An undercover lottery employee was armed with mock winning scratch-off lottery tickets on June 30 and Aug. 18. She went into stores and asked employees whether any of her tickets was a winner.
The scratch-off tickets cause lottery computers inside stores to act like the tickets are winners. The tracking numbers are specially designed to alert lottery investigators whenever they are scanned.
The fake tickets show winnings of $599 to $10,000. Prizes that large must be claimed in person at a lottery office and cannot be paid out at convenience stores.
9News followed state investigators around for two nights. Most clerks were honest. Some were not.
The first night, one clerk told the undercover lottery employee that her tickets were not winners. The undercover lottery employee handed clerk Sarah Jane Moss, 23, of Colorado Springs, three tickets. One ticket was printed to tell lottery computers it was a winner and also notify lottery investigators when it was scanned.
Moss kept all three tickets and told the undercover employee that none was a winner. Moss worked at the Farmcrest convenience store at 2105 W. Colorado Ave. in Colorado Springs.
Lottery security cameras were rolling the next day — July 1 -— as Moss took the winning scratch-off ticket to the lottery office in Pueblo and signed paperwork claiming the ticket as her own. Lottery investigators asked her to step into another room to answer questions.
“Sarah explained that she oftentimes collects tickets from the trash when people throw them away, and she re-checks them to see if they are winners,” according to Moss’ arrest affidavit, filed in El Paso County District Court.

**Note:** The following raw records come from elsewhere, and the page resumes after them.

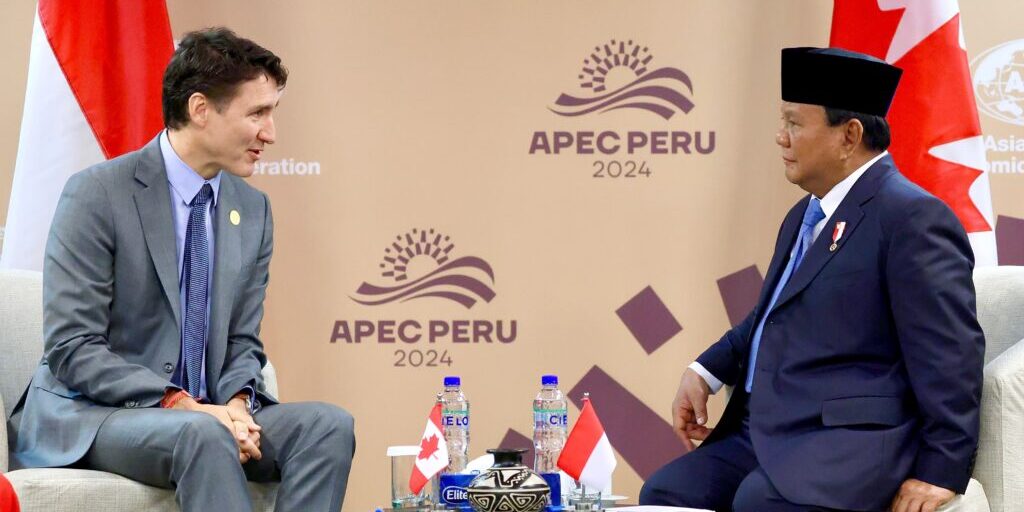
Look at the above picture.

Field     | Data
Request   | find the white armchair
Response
[0,270,278,512]
[964,266,1024,512]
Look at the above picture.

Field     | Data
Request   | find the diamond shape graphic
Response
[995,215,1024,265]
[615,286,683,354]
[718,265,765,326]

Moss stuck to her story at first, but her demeanor began to change, a lottery investigator wrote in the court document.
“When Sarah was trying to explain the events, she was becoming nervous and also appeared to be getting confused on her story,” investigator Marcus Woodward wrote.
He then told her he knew she wasn’t telling the truth.
“I know different, I know where this ticket came from. I know exactly when you got it. I know you got it because I was there,” the investigator said he told Moss.
He said Moss then confessed.
“Yeah, some girl came and turned in a couple of tickets, and I feel really guilty about it; I’m sorry,” Moss allegedly told the investigator.
The El Paso County district attorney’s office charged Moss with theft over $1,000 and forgery of lottery tickets. Both are felony charges. She has not entered a plea.